第2話 兄弟喧嘩?

「ダメだ、ふざけるな」

「ふざけていない」

 誕生日まであと十五日。

 手伝いをしようと執務室へ入ったが、イヴァンとアルダリが何やら揉めていた。

 普段、仕事の事で多少の言い争いはあっても、ここまでピリピリとした空気ではない。仲の良い兄弟が睨み合っているのを見て、俺は彼らの元へ駆け寄る。

「どうしたの?」

 二人を交互に見る。イヴァンは俺の手を取ると、自分の腕の中に閉じ込めるように俺を抱きしめた。

「へ……? 何があったの?」

 訳が分からず説明を求めると、アルダリが溜息をひとつつき説明を始めた。

 喧嘩の要因は、明後日の視察に関することだった。

 予定では、イヴァンと俺は屋敷で事務作業を行い、アルダリとルーサは一泊二日で、二つ向こうの町に視察に行くと聞いていた。

 しかし、連れていくはずだったルーサは、急遽王都に出向かなければならない用事ができ、行けなくなった。

 視察には付き添いとして従者を連れていくこともあるが、今回の件は計算に長けている者が必要らしく、アルダリが俺を指名したのだ。

 たしかに計算に関しては、皆を手助けすることができると自負している。そして、数学を真面目に勉強しておいて良かったと常々感じていた。

「アサヒが行くなら、俺が視察へ行こう」

 イヴァンがアルダリに提案するが、首を横に振られる。

「ダメだ。あの町長は俺じゃないと扱いきれん」

 どうやらかなりクセの強い人物らしく、長年付き合いのあるアルダリでないと難しい案件らしい。

「イヴァン、大丈夫だから」

 兄を睨んでいるイヴァンを、どうどうとなだめる。

「仕事なんだからしょうがないじゃん。俺、行くよ。サッと行ってすぐに帰ってくるから」

 イヴァンを安心させようと笑顔で言う俺に、アルダリもできるだけ早く帰ることを約束する。

「……分かった」

「本当か? 助かる」

 礼を言うアルダリに不服そうな顔を向けたイヴァンだったが、行くぞと俺の腕を引き、自室へと足を進めた。


「んッ……!」

 部屋に入り、扉を閉めたと同時にイヴァンが俺の顎を掴んでキスをする。

 突然のことに驚くが、イヴァンはさらに口づけを深くしていく。

 くちゅ……

 水音とリップ音が部屋に響き、頭がくらくらする。

 まだ部屋の扉の前だ。こんな場所でキスなんて……

 恥ずかしくなり、唇を離してイヴァンの胸を押した。

「イヴァン……ッ、」

「今回は行かせるが、次はない」

 視察のことを言っているのだろう。

 俺が仕事を手伝い始めたばかりの頃、イヴァンは家族に約束をさせた。それは、俺が視察に行くのはイヴァンがいる場合のみ、というものだ。
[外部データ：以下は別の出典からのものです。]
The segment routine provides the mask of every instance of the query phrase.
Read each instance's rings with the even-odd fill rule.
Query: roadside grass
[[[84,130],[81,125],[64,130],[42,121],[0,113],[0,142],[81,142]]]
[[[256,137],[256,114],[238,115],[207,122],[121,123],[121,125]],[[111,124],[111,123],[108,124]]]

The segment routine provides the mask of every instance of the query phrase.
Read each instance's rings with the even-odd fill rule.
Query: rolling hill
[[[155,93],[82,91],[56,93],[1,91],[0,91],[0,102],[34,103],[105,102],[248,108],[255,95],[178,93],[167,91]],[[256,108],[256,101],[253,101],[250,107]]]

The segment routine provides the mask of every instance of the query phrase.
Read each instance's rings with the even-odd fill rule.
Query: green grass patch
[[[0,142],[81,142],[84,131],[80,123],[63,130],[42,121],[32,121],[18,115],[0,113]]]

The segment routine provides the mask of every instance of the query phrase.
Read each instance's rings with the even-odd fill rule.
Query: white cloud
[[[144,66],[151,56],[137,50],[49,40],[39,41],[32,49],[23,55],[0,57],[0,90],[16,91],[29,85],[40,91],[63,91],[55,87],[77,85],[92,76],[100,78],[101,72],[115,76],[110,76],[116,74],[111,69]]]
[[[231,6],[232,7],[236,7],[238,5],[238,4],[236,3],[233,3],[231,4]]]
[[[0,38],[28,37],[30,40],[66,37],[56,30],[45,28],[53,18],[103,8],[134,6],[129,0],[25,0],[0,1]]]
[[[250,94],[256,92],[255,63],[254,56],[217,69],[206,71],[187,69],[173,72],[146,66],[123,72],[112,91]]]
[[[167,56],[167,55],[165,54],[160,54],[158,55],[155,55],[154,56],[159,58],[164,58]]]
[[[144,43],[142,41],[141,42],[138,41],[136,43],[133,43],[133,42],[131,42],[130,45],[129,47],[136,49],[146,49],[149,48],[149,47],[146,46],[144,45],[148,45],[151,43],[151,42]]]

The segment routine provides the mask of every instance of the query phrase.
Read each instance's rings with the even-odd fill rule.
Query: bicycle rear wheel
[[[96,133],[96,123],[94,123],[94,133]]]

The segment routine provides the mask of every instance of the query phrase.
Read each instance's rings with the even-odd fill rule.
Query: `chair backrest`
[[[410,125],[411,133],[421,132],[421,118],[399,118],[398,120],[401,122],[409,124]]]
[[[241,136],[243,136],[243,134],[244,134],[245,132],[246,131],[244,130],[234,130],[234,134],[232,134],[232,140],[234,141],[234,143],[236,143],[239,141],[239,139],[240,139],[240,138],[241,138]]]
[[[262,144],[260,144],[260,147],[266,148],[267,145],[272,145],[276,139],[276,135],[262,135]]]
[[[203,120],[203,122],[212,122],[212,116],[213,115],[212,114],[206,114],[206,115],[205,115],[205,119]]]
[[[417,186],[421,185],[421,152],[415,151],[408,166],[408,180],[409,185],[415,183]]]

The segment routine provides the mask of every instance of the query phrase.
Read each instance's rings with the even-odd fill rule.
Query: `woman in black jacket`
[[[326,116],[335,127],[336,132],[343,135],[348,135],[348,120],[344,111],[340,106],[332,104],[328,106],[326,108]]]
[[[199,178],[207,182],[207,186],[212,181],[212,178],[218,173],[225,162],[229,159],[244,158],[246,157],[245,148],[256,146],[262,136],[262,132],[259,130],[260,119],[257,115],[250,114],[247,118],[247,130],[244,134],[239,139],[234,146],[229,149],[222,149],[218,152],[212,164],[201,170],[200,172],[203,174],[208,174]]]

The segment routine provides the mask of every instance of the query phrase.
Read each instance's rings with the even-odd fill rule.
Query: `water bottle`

 それに関しては家族も納得しており、俺は今までイヴァン抜きで町を出たことはなかった。しかし、俺が計算が得意であると分かると、アルダリ達はこの町の中のみだが、時々俺を仕事の場へ連れ出した。

 イヴァンはそれも良しとはしていなかったが、あくまで町内での仕事であり視察ではないため黙認していた。

 しかし、今回の件はさすがに約束を違えると判断したらしい。

「イヴァン、すぐに帰ってくるからね」

 努めて穏やかに言うが、イヴァンはまだ怒りが収まっていないようだ。

「怒ってるの? 機嫌直して」

「……俺の好きなようにしていいなら許す」

 黙って俺を抱きしめていたイヴァンだったが、急に耳元でそう囁いた。

「え。い、いま?」

「そうだ」

 今はちょうど日が暮れだした時間帯。

 部屋に差し込むオレンジの光が俺達の顔を照らしている。

「素直に言うことを聞いたんだ。ご褒美があってもいいだろう」

 そう言われると、約束を破った俺とアルダリが悪くて、イヴァンは我慢をしているという構図になり、気持ちが落ち着かない。

 俺は、これで自身の罪悪感が減るのなら……と、イヴァンの言い分を受け入れた。